2013 Recap: No Stopping Momentum for CLO Market

No other structure or asset class has signaled the return of securitization to the mainstream investor markets more than Collateralized Loan Obligations. 

During the darkest days of the post-Credit Crisis through the end of 2012, when the markets continued to struggle in so many areas, it was the CLO market that continued to perform.  One could argue that this asset class has almost single-handedly lifted the confidence of all sides of the issuance market (investors, issuers and arrangers, alike) in structured finance over the last three years.
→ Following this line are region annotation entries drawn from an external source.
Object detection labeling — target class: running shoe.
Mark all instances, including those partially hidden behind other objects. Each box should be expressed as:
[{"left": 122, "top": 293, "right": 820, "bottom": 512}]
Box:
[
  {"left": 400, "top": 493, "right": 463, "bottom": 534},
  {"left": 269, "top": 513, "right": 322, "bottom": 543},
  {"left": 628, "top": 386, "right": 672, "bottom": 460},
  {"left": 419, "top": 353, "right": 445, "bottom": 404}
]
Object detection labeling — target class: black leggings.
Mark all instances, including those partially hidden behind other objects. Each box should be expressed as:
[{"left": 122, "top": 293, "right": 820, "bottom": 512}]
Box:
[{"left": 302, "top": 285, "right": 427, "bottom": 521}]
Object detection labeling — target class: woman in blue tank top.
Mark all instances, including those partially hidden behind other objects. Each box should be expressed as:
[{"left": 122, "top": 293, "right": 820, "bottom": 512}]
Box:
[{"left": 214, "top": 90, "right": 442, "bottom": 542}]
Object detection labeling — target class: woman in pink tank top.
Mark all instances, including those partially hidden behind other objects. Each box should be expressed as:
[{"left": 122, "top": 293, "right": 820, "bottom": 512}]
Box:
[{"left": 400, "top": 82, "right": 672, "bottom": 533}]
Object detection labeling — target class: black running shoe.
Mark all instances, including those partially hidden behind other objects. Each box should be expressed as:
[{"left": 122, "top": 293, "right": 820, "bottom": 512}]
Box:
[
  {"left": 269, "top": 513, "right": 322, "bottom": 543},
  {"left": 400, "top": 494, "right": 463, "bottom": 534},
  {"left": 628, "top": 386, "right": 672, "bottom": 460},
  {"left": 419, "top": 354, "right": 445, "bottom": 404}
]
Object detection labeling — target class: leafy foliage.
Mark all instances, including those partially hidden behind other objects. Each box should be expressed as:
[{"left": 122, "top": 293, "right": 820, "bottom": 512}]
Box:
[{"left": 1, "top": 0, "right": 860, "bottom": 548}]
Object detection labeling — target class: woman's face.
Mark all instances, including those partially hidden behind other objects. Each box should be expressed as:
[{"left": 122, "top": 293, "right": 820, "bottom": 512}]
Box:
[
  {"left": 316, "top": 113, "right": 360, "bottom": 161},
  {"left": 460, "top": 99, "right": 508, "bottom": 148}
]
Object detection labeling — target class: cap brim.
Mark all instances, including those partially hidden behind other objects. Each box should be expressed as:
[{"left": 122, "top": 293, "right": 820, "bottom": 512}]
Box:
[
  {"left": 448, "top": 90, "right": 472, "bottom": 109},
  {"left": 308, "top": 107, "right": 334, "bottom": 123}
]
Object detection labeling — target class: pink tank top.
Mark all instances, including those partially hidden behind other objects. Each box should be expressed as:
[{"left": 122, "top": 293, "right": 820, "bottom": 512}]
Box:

Heading into 2014 and off a relatively strong if not historically significant, US$50Billion in issuance for 2012, leading market prognosticators expected new issuance for 2013 to be something in the US$60-70Billion range.  However, it didn’t take too long for the experts to re-forecast as that 2012 level was exceeded before we got through the summer.  The latest projections suggest that the market should exceed US$75Billion before we reach the end of this month, a full 50% increase over 2012 levels.
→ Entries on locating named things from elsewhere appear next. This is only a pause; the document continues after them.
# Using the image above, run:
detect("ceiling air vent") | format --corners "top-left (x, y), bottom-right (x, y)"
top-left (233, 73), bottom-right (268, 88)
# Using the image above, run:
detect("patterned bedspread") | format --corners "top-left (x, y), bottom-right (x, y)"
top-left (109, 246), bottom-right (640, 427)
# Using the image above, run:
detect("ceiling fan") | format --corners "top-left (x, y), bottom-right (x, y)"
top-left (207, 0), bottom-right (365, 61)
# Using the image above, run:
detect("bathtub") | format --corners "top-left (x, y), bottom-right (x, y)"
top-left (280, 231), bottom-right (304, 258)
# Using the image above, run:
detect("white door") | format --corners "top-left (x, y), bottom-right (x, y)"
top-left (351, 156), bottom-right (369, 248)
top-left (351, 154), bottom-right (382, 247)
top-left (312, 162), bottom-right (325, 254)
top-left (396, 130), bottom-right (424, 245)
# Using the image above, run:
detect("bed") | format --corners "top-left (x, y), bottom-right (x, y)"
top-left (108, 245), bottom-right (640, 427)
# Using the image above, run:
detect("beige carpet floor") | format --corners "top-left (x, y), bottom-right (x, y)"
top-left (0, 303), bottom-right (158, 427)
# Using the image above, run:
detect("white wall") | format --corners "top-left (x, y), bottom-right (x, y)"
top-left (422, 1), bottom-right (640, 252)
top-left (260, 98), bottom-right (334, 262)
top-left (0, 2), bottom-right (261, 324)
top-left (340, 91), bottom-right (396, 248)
All this good news despite the presence of some strong headwinds; most notably in the form of CLO Manager Risk Retention Requirements in the Euro zone and the negotiations around the final form of the Volcker Rule in the U.S.  The risk retention rule has its own issues, as in its worst form it could significantly reduce the number of managers that would choose to be active and thereby, the potential to reduce the number of new programs and slow demand for new loan origination from European lenders.  However, it was the potential harm to the investor side of the marketplace that has been creating the biggest stir, as the new proprietary trading restrictions (the “Volcker Rule”) could have had the effect of chasing a large cross-section of the CLO investor base to the sidelines.

While good news related to the Euro retention rules remains elusive, this past week brought an announcement that the final version of the Volcker Rule, while not perfect, will keep the banks in as investors.  The imperfect parts of the final rule, has the banks precluded from buying into CLO’s that also include bonds and other “non-loan” collateral (which many existing programs do) and the Rule does not provide for any grandfather status to programs issued prior to the implementation date of July 2015.  Nevertheless, this final version of Volcker is much better than some expected and another strong validation for the recovery of the securitization markets.

Assuming that the news on Volcker only gets better and there is a rationale resolution to the Euro retention standards, it may be very possible for new issuance levels of CLO’s in 2014 to grow yet another 50%, perhaps exceeding US$110Billion by this time next year, which would represent a historic high for this asset class which topped out in 2007 when some US$92Billion was issued.